Link Posted: 1/20/2006 5:52:56 AM EDT
My kit from Copes had a pretty decent layer of something on it but I used a chemical stripper. The upper handguard doesn't have urethane on it so it's shiny right now. I will take some 600 grit and rough it up to give it a matte finish like the other two pieces.

Link Posted: 2/1/2006 2:41:58 PM EDT
[Last Edit: 2/1/2006 2:49:52 PM EDT by Cigolon]
i'm a fool. i posted in the wrong topic.
Link Posted: 2/1/2006 8:47:36 PM EDT
No you dont need stripper. There is no stain on it so just smooth it out by using some 150 sandpaper. Than go to 220 and finish up with some 400 grit. It works great and as long as you dont oversand it will work well
Link Posted: 2/1/2006 8:48:44 PM EDT
by the way longhorn you did a very good job on your gun
Link Posted: 2/1/2006 9:05:43 PM EDT

Originally Posted By SLAPhAPPY1:
by the way longhorn you did a very good job on your gun



Thanks Slaphappy!

And here she is today...



Link Posted: 2/2/2006 2:33:18 PM EDT
I used citri-strip and it worked great.
I then sanded with various grit sizes and finished with 0000 steel wool.





Link Posted: 2/3/2006 6:18:12 AM EDT
Stripper won't hurt the laminations at all. It's made to strip wood, plywood and all.

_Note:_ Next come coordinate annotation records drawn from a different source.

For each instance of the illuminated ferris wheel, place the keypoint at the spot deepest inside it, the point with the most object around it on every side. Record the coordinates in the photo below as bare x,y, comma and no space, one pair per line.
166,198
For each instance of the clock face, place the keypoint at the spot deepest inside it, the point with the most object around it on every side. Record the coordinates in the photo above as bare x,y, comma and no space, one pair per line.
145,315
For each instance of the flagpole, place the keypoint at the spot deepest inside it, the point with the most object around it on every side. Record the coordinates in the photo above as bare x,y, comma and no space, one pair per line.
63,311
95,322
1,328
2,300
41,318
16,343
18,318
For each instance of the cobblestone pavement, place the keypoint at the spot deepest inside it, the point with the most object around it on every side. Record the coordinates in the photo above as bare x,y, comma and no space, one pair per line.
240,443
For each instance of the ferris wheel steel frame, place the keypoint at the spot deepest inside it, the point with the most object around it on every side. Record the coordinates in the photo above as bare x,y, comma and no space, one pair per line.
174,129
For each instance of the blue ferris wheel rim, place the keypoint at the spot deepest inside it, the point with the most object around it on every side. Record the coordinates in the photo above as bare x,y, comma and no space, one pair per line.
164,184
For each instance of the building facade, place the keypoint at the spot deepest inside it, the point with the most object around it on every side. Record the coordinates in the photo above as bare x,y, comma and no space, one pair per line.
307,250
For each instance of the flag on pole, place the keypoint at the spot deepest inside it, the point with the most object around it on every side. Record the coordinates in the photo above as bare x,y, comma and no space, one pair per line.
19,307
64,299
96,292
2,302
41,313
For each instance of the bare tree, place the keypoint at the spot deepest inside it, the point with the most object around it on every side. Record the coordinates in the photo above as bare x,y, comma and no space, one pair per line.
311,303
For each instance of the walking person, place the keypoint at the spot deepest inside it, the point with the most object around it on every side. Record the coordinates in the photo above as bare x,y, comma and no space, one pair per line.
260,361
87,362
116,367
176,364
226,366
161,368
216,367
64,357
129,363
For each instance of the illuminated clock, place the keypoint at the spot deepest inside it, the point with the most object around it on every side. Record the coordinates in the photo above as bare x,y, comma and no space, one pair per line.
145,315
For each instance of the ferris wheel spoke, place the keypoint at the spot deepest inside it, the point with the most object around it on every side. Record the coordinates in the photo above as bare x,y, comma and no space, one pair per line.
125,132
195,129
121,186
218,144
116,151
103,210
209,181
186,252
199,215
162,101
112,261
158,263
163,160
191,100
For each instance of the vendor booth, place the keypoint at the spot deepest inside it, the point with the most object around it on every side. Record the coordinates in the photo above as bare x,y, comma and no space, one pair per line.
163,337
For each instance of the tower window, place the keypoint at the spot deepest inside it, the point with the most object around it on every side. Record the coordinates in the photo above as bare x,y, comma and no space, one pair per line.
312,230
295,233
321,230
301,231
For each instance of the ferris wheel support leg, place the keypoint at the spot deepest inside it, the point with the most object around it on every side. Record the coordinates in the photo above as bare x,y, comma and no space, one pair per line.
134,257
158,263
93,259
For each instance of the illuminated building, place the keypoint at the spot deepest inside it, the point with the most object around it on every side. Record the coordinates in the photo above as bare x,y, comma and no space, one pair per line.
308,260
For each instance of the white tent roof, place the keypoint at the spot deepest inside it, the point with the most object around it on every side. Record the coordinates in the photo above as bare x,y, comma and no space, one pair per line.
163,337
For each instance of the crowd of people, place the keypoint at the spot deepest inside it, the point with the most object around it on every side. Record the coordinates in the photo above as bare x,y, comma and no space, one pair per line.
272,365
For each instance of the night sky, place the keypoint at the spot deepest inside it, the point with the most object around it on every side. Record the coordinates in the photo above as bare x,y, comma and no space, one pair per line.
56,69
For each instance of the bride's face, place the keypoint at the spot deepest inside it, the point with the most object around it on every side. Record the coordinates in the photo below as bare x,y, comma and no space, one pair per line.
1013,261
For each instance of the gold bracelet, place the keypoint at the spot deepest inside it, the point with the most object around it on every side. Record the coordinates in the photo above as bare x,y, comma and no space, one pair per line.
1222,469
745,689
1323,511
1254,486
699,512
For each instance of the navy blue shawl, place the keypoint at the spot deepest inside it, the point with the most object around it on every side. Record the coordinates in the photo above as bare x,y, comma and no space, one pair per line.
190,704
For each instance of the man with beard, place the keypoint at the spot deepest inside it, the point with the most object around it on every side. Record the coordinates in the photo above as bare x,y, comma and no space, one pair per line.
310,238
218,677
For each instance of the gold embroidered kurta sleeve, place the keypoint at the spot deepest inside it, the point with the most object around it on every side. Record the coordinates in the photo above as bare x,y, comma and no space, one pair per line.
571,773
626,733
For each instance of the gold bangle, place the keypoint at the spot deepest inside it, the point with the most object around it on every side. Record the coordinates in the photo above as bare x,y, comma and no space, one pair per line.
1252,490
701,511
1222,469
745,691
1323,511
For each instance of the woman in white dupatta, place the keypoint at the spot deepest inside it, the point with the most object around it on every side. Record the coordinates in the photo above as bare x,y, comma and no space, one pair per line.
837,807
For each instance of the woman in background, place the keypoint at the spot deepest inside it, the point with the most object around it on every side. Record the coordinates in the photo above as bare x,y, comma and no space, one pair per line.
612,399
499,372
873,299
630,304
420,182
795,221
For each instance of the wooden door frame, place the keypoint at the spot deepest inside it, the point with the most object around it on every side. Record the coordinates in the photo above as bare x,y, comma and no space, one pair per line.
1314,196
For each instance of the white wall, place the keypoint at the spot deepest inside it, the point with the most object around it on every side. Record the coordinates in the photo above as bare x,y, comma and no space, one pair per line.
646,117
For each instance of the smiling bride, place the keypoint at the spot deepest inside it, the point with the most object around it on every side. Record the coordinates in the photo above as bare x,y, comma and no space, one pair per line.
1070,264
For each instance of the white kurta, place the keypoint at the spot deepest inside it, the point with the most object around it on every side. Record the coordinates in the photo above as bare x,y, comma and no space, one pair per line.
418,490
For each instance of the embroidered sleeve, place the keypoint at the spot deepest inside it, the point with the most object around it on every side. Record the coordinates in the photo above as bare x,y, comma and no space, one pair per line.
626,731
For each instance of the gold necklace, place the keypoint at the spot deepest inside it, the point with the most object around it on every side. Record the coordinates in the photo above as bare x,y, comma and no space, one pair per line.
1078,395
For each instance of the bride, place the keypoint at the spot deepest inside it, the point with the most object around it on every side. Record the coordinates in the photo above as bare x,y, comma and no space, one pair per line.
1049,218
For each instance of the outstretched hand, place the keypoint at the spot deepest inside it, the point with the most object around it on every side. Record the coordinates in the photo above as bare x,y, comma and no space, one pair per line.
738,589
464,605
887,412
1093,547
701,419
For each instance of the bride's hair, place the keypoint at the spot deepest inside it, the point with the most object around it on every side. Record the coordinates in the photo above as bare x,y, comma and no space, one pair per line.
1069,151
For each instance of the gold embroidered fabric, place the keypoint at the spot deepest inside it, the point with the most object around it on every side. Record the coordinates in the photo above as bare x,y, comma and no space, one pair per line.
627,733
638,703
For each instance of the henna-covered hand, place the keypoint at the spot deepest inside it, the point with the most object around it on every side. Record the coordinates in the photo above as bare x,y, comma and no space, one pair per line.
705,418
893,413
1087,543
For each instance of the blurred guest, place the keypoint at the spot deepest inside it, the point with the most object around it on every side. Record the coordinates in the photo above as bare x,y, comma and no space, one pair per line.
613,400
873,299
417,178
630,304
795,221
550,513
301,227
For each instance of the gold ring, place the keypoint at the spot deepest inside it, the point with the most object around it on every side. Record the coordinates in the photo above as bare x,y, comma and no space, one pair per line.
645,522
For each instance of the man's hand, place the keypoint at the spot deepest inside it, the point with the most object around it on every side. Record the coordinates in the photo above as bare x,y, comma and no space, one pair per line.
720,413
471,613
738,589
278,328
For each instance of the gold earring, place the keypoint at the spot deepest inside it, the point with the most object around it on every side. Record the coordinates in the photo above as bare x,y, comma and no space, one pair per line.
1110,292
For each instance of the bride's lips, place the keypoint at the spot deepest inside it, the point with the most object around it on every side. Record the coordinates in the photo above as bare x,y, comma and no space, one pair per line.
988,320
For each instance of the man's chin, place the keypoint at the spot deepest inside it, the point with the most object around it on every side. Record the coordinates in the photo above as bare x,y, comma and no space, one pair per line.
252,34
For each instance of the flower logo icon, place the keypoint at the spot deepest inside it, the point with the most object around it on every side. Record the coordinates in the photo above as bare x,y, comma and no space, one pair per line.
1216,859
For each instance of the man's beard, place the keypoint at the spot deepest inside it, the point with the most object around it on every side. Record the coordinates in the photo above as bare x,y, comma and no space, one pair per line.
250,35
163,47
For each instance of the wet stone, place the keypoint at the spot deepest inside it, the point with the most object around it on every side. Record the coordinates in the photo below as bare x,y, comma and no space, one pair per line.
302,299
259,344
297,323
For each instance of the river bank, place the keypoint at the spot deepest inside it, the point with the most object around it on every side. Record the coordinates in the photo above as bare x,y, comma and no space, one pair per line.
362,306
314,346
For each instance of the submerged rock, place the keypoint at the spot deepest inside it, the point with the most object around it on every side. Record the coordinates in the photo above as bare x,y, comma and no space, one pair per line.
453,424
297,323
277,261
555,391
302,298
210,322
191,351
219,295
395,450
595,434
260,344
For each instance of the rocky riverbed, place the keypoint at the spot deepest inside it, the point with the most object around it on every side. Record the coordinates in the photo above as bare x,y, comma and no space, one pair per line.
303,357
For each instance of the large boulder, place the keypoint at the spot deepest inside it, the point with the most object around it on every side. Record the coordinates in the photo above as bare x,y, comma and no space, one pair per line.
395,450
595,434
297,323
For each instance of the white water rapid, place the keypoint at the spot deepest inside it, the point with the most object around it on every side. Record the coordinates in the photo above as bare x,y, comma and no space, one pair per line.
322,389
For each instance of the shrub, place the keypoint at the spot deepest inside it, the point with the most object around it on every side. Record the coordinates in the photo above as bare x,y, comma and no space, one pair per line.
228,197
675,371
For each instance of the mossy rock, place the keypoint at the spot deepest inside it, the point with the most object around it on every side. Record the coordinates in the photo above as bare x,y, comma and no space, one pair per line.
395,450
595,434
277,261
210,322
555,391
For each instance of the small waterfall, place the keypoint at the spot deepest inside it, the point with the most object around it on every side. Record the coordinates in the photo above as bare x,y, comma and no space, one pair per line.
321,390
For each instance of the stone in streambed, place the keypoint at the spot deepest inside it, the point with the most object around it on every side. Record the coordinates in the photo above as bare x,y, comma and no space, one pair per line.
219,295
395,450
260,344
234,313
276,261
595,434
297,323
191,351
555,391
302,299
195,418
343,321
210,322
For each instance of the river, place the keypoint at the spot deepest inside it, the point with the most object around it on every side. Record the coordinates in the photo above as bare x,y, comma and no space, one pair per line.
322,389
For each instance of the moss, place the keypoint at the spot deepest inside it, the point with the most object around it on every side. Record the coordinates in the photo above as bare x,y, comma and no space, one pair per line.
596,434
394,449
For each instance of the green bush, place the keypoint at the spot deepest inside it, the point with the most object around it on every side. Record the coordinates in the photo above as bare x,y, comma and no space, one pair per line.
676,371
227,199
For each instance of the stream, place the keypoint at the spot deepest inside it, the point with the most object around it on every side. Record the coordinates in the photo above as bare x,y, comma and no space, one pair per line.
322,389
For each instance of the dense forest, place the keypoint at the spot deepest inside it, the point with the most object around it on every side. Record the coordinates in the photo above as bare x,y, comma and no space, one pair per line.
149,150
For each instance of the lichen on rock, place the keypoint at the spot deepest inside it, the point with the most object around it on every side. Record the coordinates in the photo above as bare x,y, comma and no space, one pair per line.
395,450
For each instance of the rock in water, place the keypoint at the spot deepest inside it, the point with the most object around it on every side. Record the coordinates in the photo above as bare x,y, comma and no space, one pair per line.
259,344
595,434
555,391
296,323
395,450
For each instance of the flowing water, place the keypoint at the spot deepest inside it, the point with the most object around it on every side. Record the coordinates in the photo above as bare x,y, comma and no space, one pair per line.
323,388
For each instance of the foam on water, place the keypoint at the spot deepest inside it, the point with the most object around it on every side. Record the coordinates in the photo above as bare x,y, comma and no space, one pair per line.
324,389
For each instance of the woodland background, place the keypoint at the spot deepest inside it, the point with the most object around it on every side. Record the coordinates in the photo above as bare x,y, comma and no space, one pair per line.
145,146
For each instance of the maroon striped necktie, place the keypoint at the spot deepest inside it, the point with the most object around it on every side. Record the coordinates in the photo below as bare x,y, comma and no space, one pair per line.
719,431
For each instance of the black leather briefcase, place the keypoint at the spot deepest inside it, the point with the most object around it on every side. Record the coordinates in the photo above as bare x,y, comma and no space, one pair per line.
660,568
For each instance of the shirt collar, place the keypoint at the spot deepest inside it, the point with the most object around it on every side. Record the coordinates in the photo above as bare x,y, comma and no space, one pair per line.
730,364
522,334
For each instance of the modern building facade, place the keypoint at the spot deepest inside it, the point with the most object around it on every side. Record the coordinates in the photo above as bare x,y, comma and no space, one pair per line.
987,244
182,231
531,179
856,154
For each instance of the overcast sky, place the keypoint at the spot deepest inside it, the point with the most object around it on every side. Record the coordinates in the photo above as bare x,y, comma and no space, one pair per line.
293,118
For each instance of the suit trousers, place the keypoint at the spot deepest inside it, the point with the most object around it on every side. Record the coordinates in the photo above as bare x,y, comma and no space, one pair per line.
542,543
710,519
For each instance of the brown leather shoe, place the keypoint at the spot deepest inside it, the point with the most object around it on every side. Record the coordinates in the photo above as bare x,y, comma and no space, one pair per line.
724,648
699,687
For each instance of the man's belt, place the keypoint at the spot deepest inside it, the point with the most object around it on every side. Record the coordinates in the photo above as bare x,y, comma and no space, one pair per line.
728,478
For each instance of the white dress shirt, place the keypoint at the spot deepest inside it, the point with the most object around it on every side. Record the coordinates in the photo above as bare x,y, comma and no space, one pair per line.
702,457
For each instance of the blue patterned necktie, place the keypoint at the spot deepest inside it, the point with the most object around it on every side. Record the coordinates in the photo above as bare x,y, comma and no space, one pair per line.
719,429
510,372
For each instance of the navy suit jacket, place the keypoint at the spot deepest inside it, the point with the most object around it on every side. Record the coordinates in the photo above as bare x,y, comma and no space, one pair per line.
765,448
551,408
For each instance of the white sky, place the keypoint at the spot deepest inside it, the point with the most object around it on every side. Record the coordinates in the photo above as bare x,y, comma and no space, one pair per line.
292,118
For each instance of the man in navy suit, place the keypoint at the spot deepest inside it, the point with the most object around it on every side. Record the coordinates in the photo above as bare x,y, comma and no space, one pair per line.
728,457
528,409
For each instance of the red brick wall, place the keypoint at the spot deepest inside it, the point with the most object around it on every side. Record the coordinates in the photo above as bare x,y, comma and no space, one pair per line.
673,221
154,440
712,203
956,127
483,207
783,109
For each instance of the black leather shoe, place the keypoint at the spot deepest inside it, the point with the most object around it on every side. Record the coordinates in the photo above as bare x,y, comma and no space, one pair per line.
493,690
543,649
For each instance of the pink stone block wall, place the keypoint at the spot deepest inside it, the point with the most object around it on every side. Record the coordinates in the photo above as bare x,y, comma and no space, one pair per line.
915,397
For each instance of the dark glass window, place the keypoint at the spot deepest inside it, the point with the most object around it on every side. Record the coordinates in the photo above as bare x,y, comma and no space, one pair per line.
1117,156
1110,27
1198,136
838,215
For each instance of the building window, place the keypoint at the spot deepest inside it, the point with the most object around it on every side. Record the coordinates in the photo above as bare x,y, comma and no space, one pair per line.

There is a clear difference between "finish" and "stain." One is not necessarily the other. The wood on these AKs doesn't appear to be stained but if you want to remove all of the old finish you need to use a chemical stripper -- or, if it's shellac, just denatured alcohol. Sanding the shellac/finish off is the slow, hard way to do it, and you'll never get it all. Trust me.

NEVER use EZ Off oven cleaner on a stock. That stuff is designed to dissolve organic compounds. Guess what wood is? hock.gif It might look fine after you're done but who know what it is doing to the wood underneat your finish? What it will look like in 35 years?

Now there will probably be ten posts from guys who will claim to have used oven cleaner with no ill effects... that's fine. But there's a reason that woodworkers and furniture makers don't use that crap.